Apart from external drivers such as investor and regulatory action, companies are motivated by operational efficiency, risk management, and relationship-building opportunities that enhance performance and value over the short, medium, and long term, said Shari Littan, CPA, JD, director, corporate reporting research and thought leadership at IMA.
While many accounting and finance professionals in business remain reluctant to participate in emissions reductions plans as they view the area as novel or unrelated to driving performance, this SMA shows that they already have valuable competencies to help their organisations develop and implement emissions reductions in a way that brings valuable insights for building strategies in a changing market with new regulatory demands, she added.

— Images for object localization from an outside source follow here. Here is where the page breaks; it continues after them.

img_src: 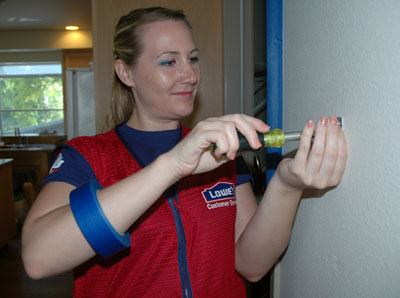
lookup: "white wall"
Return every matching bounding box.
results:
[278,1,400,297]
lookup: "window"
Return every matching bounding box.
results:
[0,62,64,135]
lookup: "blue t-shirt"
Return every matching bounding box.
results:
[45,123,252,187]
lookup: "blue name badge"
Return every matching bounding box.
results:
[201,182,235,202]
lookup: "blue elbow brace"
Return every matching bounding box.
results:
[69,180,131,257]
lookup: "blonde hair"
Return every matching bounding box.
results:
[105,7,192,129]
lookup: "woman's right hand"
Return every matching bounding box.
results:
[166,114,270,178]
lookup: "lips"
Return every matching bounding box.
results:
[172,91,193,96]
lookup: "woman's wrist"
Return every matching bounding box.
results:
[274,159,305,196]
[155,152,183,183]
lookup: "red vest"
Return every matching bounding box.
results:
[68,128,246,297]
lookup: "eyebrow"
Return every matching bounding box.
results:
[157,48,199,58]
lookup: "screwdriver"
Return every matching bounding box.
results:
[211,117,342,153]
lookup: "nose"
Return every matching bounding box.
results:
[180,61,199,85]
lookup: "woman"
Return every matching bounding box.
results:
[21,7,347,297]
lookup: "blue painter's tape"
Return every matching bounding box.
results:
[266,0,283,183]
[70,180,131,257]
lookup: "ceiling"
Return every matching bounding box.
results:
[0,0,92,30]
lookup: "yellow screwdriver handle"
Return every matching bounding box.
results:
[263,128,285,148]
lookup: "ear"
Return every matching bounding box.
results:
[114,59,135,87]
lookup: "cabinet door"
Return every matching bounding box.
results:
[0,162,16,247]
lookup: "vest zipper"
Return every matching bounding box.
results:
[167,195,193,298]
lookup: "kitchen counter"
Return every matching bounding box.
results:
[0,144,57,192]
[0,144,56,151]
[0,158,13,167]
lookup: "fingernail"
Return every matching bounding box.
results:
[307,120,314,128]
[330,116,337,125]
[320,116,328,125]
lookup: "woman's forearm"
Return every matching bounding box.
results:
[22,153,179,279]
[235,173,302,282]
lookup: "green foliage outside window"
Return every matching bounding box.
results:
[0,75,63,134]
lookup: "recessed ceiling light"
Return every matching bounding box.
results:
[65,25,79,31]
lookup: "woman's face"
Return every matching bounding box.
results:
[130,20,201,127]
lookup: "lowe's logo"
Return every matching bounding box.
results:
[202,182,235,202]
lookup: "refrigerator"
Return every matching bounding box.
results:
[65,68,96,140]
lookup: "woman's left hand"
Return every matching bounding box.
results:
[276,116,347,192]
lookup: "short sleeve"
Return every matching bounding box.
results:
[44,145,96,187]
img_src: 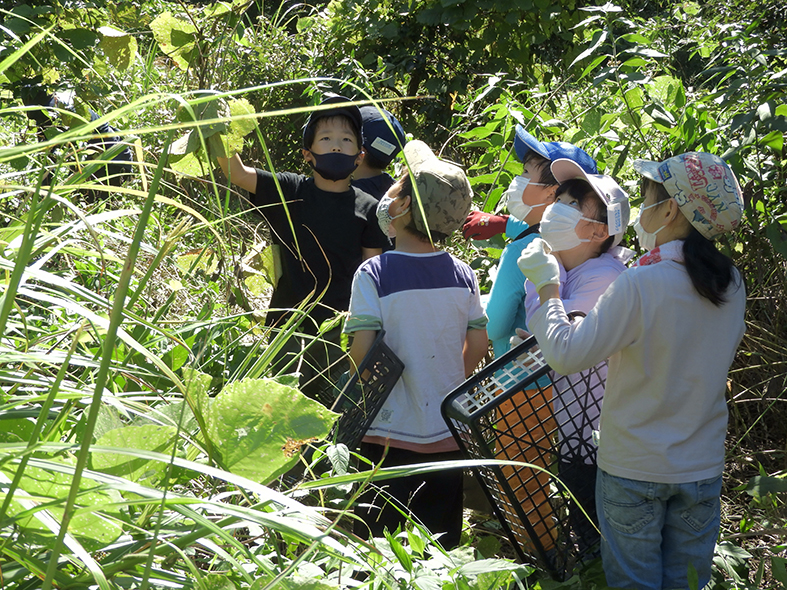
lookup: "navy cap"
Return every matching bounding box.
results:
[302,95,363,149]
[359,105,406,167]
[513,124,597,174]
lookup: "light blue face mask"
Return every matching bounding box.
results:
[376,195,410,238]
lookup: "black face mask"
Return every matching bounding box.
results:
[307,151,360,181]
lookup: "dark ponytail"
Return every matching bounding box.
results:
[683,227,739,306]
[643,177,740,306]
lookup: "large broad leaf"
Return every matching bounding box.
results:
[0,417,35,443]
[169,151,212,177]
[182,366,212,431]
[648,75,686,109]
[98,26,138,71]
[91,424,179,485]
[229,97,258,138]
[150,12,197,71]
[205,378,339,483]
[1,460,124,552]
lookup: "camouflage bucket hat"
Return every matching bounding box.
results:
[633,152,744,240]
[403,140,473,236]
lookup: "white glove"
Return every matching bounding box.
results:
[517,238,560,291]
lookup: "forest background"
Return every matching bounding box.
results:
[1,0,787,588]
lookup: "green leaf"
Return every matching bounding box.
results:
[170,151,211,177]
[713,541,751,585]
[228,97,258,137]
[244,274,272,296]
[98,26,138,71]
[649,75,686,109]
[0,418,35,443]
[1,460,124,552]
[744,474,787,497]
[60,28,99,50]
[326,444,350,474]
[757,101,775,122]
[92,425,178,484]
[771,556,787,588]
[570,29,608,68]
[759,130,783,152]
[385,530,414,573]
[476,534,501,558]
[150,12,197,71]
[205,378,339,483]
[582,109,602,135]
[183,366,213,426]
[765,220,787,258]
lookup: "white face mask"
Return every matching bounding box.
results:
[504,175,549,221]
[540,202,604,252]
[376,195,409,238]
[633,201,667,251]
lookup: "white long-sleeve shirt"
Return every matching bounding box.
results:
[524,249,630,463]
[528,259,746,484]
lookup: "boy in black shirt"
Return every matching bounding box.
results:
[217,95,388,401]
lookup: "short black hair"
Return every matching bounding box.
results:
[522,152,558,185]
[362,151,390,171]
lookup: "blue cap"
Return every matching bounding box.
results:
[359,105,406,167]
[513,124,597,174]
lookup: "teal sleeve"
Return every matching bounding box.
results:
[505,216,529,238]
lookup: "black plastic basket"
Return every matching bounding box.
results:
[329,329,404,450]
[441,333,606,580]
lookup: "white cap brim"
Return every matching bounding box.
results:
[632,159,663,182]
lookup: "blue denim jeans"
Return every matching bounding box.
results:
[596,469,722,590]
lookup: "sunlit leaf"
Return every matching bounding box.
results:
[1,461,124,552]
[570,29,608,68]
[229,98,258,137]
[205,378,339,483]
[98,26,138,71]
[92,425,178,484]
[150,12,197,71]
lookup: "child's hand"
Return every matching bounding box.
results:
[462,211,509,240]
[517,238,560,290]
[509,327,532,348]
[510,327,541,369]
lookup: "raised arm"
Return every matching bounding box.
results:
[217,154,257,194]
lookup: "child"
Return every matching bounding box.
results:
[217,95,389,399]
[518,152,746,590]
[522,160,632,552]
[463,126,596,555]
[344,140,487,549]
[351,105,406,200]
[465,125,597,357]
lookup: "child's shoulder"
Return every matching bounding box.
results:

Initiating a new organisational sustainability project to address a company’s carbon footprint requires a mandate and the designation of responsibility from senior executive leadership, a strong project lead that includes the finance function, and the enterprise-wide know-how of colleagues from a variety of business units, including operations, policy, risk management, and human resources, IMA pointed out.
More specifically, these professionals, working collaboratively, can consider the “how to” of reducing greenhouse gas (GHG) emissions by the initial development of an inventory that tracks sources of GHG emissions from the organisation’s activities along with the corresponding emissions factors, as demonstrated through the three case studies appended to this report, IMA noted .
When initiating a carbon assessment project, an important consideration is the tools that will be used to gather, sort, analyse, and report information in a way that supports decision making and serves as a foundation for internal controls, oversight, and external assurance, IMA observed.
In addition, one of the most important decisions an organisation can make in undertaking its carbon assessment is defining “scopes” and “boundaries”, said IMA, adding that these concepts are similar but not definitionally the same as used in mainstream financial accounting.